American historic preservationist

 Anne St. Clair Wright (1910–1993) was an American historic preservationist. A central figure in the foundation, in 1952, of Historic Annapolis Incorporated (currently Historic Annapolis Foundation), she served four terms as president and as chairman emeritus of the board. She was responsible for the preservation of the historic center of the city of Annapolis, Maryland. Her preservation work, advocacy and achievements inspired many preservation movements around the United States. She is considered a leading 20th-century American preservationist. Among many civic offices, she served as the director of the Society for the Preservation of Maryland Antiquities; chairman of the board of Preservation Action; was a member of the Mid-Atlantic Regional Advisory Committee of the U.S. National Park Service; director of the Southern Garden History Society; and a director of the Nature Conservancy.

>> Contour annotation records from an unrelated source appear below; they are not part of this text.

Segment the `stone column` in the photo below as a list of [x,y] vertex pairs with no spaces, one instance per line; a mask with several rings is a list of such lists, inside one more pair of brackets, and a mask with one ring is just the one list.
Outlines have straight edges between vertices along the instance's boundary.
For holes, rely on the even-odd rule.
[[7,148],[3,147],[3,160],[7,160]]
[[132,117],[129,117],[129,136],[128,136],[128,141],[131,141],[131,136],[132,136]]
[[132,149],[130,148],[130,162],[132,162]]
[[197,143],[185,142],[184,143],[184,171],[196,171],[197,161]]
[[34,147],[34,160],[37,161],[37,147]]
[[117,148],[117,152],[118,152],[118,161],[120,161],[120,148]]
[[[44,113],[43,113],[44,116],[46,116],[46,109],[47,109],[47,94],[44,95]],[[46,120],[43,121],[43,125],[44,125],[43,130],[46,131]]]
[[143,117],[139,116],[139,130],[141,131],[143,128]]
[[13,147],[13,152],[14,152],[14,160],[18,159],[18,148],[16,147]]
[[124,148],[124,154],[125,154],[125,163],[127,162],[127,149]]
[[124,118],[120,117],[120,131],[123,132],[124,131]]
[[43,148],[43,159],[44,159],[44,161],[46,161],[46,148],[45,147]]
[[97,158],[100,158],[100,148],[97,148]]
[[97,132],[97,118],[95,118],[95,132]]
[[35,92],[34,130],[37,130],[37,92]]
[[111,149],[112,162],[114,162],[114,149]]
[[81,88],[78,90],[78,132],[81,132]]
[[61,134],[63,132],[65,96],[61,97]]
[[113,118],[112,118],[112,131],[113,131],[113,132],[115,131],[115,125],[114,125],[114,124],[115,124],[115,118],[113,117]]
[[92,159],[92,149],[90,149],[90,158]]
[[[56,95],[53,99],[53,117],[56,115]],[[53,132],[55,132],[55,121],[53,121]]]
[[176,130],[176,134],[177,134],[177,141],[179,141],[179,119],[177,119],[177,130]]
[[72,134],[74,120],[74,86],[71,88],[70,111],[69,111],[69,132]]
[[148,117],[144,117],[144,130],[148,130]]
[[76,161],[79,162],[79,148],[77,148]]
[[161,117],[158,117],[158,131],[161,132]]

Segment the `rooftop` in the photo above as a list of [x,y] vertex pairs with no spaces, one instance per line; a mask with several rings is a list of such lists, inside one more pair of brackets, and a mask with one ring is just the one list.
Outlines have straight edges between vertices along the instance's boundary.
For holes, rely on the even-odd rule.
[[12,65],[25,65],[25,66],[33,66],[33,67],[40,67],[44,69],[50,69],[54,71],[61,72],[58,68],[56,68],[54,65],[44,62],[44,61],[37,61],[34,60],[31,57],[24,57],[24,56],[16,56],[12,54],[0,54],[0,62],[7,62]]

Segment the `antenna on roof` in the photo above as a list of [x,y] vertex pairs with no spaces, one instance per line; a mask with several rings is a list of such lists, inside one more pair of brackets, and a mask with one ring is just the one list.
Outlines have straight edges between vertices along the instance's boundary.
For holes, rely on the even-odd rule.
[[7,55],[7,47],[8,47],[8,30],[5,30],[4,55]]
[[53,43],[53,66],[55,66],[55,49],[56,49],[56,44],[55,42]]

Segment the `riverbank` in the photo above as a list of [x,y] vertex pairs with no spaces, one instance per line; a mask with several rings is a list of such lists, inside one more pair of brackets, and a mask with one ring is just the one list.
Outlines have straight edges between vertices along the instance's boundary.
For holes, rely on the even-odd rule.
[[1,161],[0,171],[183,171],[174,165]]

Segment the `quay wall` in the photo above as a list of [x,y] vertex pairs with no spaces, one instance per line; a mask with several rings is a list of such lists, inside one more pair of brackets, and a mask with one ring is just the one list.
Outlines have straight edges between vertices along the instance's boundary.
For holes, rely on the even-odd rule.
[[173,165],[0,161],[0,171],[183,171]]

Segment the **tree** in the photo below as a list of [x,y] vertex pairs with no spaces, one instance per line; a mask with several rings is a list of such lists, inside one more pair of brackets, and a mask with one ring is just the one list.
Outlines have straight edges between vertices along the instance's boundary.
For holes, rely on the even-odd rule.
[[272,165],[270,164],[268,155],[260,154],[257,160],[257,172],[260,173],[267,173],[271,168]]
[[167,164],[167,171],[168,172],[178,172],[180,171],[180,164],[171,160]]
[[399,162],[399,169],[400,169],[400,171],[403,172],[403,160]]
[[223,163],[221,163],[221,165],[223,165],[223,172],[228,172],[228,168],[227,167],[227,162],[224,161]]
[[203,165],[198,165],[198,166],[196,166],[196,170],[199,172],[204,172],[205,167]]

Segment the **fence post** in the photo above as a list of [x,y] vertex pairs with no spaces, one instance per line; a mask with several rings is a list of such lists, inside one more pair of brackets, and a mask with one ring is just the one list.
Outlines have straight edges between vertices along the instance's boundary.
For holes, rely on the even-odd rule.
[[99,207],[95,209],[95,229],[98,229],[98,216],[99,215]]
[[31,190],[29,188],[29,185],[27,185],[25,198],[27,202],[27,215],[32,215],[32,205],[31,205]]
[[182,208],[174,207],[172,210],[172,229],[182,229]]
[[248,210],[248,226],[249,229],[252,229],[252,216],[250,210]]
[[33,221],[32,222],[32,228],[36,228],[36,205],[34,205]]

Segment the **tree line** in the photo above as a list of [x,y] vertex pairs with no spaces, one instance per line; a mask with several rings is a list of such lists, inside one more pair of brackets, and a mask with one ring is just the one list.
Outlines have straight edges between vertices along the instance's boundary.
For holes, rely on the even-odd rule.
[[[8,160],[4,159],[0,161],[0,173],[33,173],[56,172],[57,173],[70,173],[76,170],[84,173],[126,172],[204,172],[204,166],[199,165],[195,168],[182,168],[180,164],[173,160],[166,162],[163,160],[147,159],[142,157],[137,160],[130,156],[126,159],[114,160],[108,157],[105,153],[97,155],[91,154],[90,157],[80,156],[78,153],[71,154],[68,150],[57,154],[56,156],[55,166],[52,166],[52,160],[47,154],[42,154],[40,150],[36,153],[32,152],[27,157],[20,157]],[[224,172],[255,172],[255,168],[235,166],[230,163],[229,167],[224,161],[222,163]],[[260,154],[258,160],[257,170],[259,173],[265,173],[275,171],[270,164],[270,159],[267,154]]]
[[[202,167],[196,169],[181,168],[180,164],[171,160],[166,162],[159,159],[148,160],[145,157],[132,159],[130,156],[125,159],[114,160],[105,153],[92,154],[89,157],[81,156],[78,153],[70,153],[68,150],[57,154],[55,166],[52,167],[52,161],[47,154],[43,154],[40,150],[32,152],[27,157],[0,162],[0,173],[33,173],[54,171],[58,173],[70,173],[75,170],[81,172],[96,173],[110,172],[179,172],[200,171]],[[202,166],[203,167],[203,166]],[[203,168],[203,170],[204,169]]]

==Preservation of Annapolis==
Under her leadership, and using an innovative revolving fund approach, Historic Annapolis Inc. was able to restore more than 30 buildings of all types from the mansions of the elite to the homes and businesses of common citizens throughout the 18th-century core of the city of Annapolis as well as working to restore and preserve the historic street-scapes of the city. Rescued and restored buildings include the house of Charles Carroll the Barrister which was moved to the campus of St. John's College in 1955; the Shiplap house restored starting in 1957, Reynolds Tavern, 163 Duke of Gloucester Street, Pinkney Street, and the house of William Paca, a signer of the Declaration of Independence, whose house and garden stood on Prince George Street in Annapolis. The house was returned to its 18th-century state and the garden were restored using archeological evidence as well as Paca's contemporary writings. The Paca House and Garden are now open to the public. She was instrumental in saving the Annapolis Market House from demolition in 1969. In 1965, Stuart Udall, the US Secretary of the Interior, designated the downtown Annapolis a historic district as a Registered National Historic Landmark In 1982 she help initiate the 'Archaeology in Annapolis' program. The papers related to her work with Historic Annapolis are held in the University of Maryland Archives.

==Biography==
Wright was born in 1910 in Newport News, Virginia, the daughter of U.S. naval officer Arthur St. Clair Smith and Anna Lena Salley. She lived in Annapolis, France, China, Panama, and Japan during her childhood. While living in Beijing as a girl, she attended the Peking American School as a member of the class of 1928. She was a graduate of Mary Baldwin College (Staunton, Virginia) and the Maryland Institute College of Art (Baltimore, Maryland), where she received her Bachelor of Arts degree in 1932. In 1932 she married Joseph Martin Pickett Wright, U.S. naval officer, in Panama. During the 1930s she worked as a muralist and ceramicist in Maryland and Washington D.C. Her family settled in Annapolis just prior to the Second World War. She raised three sons, two of whom became officers in the United States Navy, and one of whom is Henry Tutwiler Wright, a professor of anthropology. Throughout her life she was a passionate gardener. At the time of her death in 1993, she was still engaged in preservation action in Annapolis and the United States.

==Awards==
- Maryland Woman's Hall of Fame, 2009
- James Marston Fitch Charitable Foundation's first grant award, 1990
- Honorary Degree of Doctor of Public Service from the University of Maryland, 1985
- The Phoenix Award from the Society of American Travel Writers, 1985
- Garden Club of America Historic Preservation Medal, 1983
- Citation from the Maryland House of Delegates for Outstanding Service in the Field of Preservation, 1979
- Honorary Degree of Doctor of Humane Letters from Towson State University, 1975
- Calvert Award from the Maryland Historical Trust, 1975
- Historic Preservation Award from the Federated Garden Clubs of America, 1970
- Louise duPont Crowninshield Award from the National Trust for Historic Preservation, 1968
- American Institute of Architects, Chesapeake Bay Chapter, Award for Distinguished Work in Historic Preservation, 1968
- Certificate of Distinguished Citizenship, Maryland, 1965.